Strength of Case and Future Outlook
Despite the triple dip argued by the 8% noteholders, further analysis of the bond indentures demonstrates some flaws in this creditor group's argument.
There is no public credit agreement available regarding the intercompany loan, so there can be no certainty in this statement. However, these intercompany loans were unsecured for other loyalty financings for United Airlines and American Airlines. If this is the case for Spirit, this dip would likely be rejected in court.
Looking at the parent guarantee, it is hard to evaluate the full benefits of the guarantee until Spirit enters bankruptcy and we see this claim play out. The claim depends on excess value flowing to the parent so the guarantee can be upheld. However, Spirit's capital structure contains a variety of non-guarantor subsidiaries where the assets are held. Under the debt indentures, the claims at each non-guarantor subsidiary are entitled to full recovery before the value is provided to the parent company. In a reorganization scenario, it's hard to determine the exact value of these assets, and as a result, this parent guarantee is arguably another unsecured claim [2].
Finally, look at the damages claim from the brand IP termination. It is unlikely that this claim would receive any value in a bankruptcy scenario. This is because, unlike other claims, the damages claim arose circumstantially and has no security interest, which means it is effectively unsecured. This claim could increase the bondholder's position, but there may not be enough cash to cover it, and this 'additional' claim is likely to be added to the general unsecured pool [2].

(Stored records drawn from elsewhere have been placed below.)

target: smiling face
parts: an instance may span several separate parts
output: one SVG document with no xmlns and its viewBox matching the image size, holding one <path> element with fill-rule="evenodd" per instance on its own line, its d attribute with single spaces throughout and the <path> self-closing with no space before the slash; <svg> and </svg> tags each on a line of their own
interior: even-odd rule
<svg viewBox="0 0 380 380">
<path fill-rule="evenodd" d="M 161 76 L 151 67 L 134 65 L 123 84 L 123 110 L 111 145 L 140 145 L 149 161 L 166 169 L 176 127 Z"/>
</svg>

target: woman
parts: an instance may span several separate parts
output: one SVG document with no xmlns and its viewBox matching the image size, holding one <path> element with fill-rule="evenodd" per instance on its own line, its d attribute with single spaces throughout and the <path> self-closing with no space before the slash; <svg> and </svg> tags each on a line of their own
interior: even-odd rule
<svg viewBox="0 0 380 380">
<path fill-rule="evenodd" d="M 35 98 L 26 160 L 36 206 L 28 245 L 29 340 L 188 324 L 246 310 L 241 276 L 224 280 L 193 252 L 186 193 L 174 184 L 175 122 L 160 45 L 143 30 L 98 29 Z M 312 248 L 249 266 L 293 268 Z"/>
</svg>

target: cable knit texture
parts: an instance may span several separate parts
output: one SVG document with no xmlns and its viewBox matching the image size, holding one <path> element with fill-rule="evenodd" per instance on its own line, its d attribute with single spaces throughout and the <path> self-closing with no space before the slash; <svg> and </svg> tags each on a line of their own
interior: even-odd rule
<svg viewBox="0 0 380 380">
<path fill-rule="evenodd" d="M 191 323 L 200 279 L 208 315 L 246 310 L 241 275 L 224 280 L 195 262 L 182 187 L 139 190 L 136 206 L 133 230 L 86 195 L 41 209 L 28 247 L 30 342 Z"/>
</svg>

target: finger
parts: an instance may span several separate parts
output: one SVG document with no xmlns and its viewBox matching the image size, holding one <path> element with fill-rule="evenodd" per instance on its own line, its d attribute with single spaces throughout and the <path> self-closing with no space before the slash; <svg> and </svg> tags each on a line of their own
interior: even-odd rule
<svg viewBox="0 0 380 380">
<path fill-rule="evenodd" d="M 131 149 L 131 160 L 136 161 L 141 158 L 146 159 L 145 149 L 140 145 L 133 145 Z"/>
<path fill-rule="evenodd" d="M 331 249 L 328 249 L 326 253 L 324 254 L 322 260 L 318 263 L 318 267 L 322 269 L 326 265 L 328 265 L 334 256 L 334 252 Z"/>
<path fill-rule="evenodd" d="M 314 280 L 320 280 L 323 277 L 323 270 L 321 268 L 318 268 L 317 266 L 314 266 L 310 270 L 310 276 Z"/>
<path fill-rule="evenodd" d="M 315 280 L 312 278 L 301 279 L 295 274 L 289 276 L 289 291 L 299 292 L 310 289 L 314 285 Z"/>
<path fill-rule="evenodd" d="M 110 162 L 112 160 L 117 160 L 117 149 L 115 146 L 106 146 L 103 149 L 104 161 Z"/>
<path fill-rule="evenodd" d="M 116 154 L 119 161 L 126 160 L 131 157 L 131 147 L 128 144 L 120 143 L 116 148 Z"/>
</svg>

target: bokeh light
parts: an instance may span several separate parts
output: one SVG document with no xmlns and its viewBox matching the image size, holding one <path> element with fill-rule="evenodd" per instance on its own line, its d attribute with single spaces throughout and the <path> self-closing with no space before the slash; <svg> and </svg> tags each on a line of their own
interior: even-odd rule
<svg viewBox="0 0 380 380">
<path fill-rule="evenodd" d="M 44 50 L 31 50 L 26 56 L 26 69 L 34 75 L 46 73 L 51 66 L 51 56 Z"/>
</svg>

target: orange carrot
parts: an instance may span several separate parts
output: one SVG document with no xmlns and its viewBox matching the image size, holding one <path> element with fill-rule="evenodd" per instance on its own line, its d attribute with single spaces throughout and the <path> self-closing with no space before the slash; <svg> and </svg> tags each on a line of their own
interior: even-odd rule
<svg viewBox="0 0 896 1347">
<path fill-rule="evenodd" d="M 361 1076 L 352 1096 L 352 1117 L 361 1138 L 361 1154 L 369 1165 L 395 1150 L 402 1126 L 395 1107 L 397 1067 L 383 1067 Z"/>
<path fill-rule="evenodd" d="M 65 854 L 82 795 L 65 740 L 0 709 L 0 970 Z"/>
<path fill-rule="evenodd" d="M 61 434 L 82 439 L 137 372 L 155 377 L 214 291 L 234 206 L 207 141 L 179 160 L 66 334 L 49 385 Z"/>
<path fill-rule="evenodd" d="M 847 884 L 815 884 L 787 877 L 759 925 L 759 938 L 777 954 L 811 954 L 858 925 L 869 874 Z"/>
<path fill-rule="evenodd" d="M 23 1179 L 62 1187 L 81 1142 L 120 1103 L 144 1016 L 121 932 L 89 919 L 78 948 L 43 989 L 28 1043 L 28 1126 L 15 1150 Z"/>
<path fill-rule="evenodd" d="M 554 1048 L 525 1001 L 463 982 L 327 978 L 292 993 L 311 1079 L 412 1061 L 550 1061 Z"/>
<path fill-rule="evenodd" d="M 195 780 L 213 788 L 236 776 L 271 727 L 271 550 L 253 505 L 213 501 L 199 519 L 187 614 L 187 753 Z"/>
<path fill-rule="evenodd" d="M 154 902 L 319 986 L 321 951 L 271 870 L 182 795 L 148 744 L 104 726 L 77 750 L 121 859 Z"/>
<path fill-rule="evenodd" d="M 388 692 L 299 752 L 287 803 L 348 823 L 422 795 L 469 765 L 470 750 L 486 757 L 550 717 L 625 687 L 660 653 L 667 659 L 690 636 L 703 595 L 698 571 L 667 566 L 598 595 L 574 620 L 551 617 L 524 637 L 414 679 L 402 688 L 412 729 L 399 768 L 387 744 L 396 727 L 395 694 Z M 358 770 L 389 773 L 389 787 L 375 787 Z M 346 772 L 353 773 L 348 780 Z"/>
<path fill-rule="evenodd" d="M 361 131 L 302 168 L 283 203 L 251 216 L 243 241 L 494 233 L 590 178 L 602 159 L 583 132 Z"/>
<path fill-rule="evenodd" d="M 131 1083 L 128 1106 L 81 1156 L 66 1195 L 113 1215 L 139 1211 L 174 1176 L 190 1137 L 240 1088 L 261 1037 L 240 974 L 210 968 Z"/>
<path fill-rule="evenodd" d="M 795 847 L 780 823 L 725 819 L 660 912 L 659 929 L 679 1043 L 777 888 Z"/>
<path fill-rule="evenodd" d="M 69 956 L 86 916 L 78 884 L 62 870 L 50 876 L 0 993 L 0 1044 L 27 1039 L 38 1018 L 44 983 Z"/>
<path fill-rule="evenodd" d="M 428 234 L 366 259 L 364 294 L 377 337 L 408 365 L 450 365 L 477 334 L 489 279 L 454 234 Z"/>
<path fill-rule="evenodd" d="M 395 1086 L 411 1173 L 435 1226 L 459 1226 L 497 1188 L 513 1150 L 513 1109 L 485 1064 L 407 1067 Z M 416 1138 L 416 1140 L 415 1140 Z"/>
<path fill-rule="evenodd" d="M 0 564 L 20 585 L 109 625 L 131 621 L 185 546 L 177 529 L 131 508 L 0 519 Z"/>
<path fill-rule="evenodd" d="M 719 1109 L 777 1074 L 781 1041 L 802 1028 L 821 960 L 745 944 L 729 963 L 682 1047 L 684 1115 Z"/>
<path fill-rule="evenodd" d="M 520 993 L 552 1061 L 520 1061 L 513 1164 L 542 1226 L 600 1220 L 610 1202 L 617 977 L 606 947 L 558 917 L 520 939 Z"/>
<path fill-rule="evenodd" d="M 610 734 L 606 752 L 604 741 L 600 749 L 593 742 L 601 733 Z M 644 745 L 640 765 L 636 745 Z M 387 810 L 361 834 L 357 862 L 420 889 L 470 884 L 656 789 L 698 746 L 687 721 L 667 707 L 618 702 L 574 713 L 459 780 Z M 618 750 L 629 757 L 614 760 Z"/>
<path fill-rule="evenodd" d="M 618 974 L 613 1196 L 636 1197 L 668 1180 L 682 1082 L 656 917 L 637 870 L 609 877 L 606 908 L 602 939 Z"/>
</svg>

This analysis shows that the 8% noteholders' claim would be treated as part of the general unsecured pile in a bankruptcy. However, much of the argument against the triple dip can be considered circumstantial, and the noteholders hold a legitimate threat of value leakage in bankruptcy. Thus, Spirit Airlines has hired Perella Weinberg Partners as debtor advisors to help with restructuring negotiations, and it is expected that an agreement between the debtor and the 8% noteholders will be achieved by the second half of 2024 [2].
Looking forward to future triple dips, it will likely require the innovation that we have seen in the Spirit case. Many professionals are calling the Spirit triple dip a double dip with extra credit support, and if true, proven triple dip has yet to be created in real-life [1].